Yemen Infrastructure Report Q4 2010

Business Intelligence
September 23, 2010
80 Pages - SKU: BTAI2831142
License type:
Countries covered: Yemen

Despite a wave of aid commitments in recent months and greater attention from multilateral institutions, Yemen’s construction industry saw little movement in the latest quarter outside of the power sector. Nonetheless, a combination of multilateral support to bolster and modernise Yemen’s economy, as well as funds funnelled directly into projects, and revenue from LNG exports (the Balhaf plant is expected to bring in US$700mn annually) will help offset the country’s declining oil production and the lingering effects of weak oil prices. BMI expects to see the construction sector grow by just 1.12% in 2010 to YER344bn (US$1.54bn). Recent developments:

The country secured a YER243.5mn (US$370mn) Extended Credit Facility Arrangement from the International Monetary Fund (IMF) in July 2010, which is designed to not only encourage and support Yemen’s fiscal restructuring but also to develop infrastructure. The IMF will expect the government to invest in infrastructure that will see the country diversify away from oil. The government is expected to step up and reform its tax regime in order to generate funds for infrastructure development going forward. It is hoped that the upshot of the fiscal reforms will be an improvement in Yemen’s poor business environment over the coming years.

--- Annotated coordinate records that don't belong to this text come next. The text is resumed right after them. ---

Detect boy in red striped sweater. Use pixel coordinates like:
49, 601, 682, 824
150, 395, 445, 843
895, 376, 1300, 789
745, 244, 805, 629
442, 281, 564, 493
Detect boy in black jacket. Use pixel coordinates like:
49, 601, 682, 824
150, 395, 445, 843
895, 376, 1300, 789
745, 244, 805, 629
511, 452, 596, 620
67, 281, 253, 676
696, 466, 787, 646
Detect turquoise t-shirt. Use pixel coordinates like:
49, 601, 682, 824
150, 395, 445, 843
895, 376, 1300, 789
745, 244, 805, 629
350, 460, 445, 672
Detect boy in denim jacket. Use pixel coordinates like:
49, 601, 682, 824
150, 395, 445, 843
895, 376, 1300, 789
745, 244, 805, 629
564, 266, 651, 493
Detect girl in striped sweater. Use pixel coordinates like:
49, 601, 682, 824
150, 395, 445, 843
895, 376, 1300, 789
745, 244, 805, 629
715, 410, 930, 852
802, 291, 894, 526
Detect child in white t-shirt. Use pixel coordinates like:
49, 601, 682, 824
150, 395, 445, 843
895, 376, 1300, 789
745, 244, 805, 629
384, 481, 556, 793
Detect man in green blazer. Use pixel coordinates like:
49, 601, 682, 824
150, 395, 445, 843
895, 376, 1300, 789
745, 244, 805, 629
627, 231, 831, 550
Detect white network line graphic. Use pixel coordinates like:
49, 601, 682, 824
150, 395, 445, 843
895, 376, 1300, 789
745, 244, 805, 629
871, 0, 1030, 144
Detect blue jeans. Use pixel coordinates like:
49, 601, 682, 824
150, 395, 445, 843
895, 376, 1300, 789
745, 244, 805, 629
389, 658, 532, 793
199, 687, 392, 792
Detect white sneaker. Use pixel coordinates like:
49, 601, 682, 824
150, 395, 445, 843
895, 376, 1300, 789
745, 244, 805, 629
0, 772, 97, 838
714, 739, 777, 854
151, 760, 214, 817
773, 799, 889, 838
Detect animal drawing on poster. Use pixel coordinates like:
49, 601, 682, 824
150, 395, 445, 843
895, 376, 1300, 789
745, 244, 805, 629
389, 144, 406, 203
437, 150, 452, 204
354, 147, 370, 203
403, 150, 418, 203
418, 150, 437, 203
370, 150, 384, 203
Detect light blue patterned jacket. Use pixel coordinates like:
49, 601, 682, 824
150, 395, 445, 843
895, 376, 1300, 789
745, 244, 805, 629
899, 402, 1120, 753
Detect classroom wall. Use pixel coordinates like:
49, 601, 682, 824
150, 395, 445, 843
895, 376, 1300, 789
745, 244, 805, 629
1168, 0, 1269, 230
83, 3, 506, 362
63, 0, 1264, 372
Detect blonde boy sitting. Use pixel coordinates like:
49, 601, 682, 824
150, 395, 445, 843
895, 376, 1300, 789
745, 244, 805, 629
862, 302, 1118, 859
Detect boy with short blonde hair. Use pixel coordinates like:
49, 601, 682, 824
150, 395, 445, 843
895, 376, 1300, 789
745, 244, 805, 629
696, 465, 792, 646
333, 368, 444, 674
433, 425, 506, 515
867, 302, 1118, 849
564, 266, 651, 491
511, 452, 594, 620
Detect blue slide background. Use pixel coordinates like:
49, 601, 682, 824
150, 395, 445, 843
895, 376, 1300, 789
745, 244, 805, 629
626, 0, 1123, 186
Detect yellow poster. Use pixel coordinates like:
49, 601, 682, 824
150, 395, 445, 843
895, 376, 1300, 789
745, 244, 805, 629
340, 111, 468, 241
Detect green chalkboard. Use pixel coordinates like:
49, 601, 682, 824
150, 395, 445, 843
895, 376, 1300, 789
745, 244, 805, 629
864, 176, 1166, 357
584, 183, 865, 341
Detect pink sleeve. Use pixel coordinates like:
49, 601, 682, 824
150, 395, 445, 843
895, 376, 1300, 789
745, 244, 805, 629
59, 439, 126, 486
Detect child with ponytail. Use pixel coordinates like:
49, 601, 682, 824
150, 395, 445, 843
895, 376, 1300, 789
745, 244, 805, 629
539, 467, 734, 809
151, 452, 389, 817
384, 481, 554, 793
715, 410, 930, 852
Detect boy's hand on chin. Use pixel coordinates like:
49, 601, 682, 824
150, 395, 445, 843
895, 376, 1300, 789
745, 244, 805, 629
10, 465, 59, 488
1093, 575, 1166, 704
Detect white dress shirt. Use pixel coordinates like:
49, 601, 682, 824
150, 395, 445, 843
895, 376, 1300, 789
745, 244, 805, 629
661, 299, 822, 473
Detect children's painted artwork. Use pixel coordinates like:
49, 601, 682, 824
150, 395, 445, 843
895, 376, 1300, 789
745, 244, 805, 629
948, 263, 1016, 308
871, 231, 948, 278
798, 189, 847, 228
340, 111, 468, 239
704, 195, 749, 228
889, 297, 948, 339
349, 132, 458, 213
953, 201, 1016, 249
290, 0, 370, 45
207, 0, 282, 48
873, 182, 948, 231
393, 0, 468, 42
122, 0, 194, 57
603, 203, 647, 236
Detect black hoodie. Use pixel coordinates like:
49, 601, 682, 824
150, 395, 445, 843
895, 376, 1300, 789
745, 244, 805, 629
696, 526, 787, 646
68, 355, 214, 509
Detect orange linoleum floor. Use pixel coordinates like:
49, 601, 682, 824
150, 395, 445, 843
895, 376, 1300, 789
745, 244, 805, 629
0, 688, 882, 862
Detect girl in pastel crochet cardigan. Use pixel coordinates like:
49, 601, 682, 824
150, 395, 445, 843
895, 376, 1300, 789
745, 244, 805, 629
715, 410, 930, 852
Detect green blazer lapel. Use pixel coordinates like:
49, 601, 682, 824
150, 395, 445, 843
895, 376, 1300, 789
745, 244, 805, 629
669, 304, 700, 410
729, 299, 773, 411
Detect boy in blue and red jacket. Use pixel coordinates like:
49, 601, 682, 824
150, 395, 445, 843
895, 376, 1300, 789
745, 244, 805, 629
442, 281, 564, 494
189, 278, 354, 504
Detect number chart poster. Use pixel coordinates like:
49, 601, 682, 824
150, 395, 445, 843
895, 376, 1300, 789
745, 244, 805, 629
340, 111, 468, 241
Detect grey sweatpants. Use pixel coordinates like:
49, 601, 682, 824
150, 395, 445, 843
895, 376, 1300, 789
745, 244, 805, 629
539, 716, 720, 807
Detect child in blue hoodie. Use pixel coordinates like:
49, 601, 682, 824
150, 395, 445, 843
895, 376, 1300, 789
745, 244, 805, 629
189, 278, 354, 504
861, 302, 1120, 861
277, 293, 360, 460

Security concerns continue to threaten the country’s business environment even after apparent successes in negotiations with rebels. Energy infrastructure bore the brunt of tribal unrest in May 2010 as an oil pipeline suffered two bombings and electricity pylons were damaged, resulting in a power cut in Ma’rib. Tribal militants have threatened further action in the central-west governorate while security in northern Yemen also appears to be tenuous, despite a ceasefire between the government and militants some months ago. The vast majority of those who fled northern Yemen amid violence between pro-government groups and Shi’ite rebels, or Houthis, have yet to return to the region.

Earlier in the month, Yemen agreed with South Korea to suspend dual taxation of Korean construction firms in order to entice the latter into the Yemeni construction market. Meanwhile, the Confederation of Indian Industry (CII) made its first visit to Yemen in late-May 2010 to sign a MoU with the Federation of Yemen Chamber of Commerce and Industries and to identify opportunities; Yemen’s energy and infrastructure are among the sectors that the CII expects to participate in. Beyond 2010, BMI expects of a modest y-o-y growth rate from 2011 to 2014 within the 2% mark. Real growth will decelerate only fractionally y-o-y until the sector grows by 2.08% in 2014 to YER543.1bn (US$2bn), when the industry will make up 4.93% of GDP.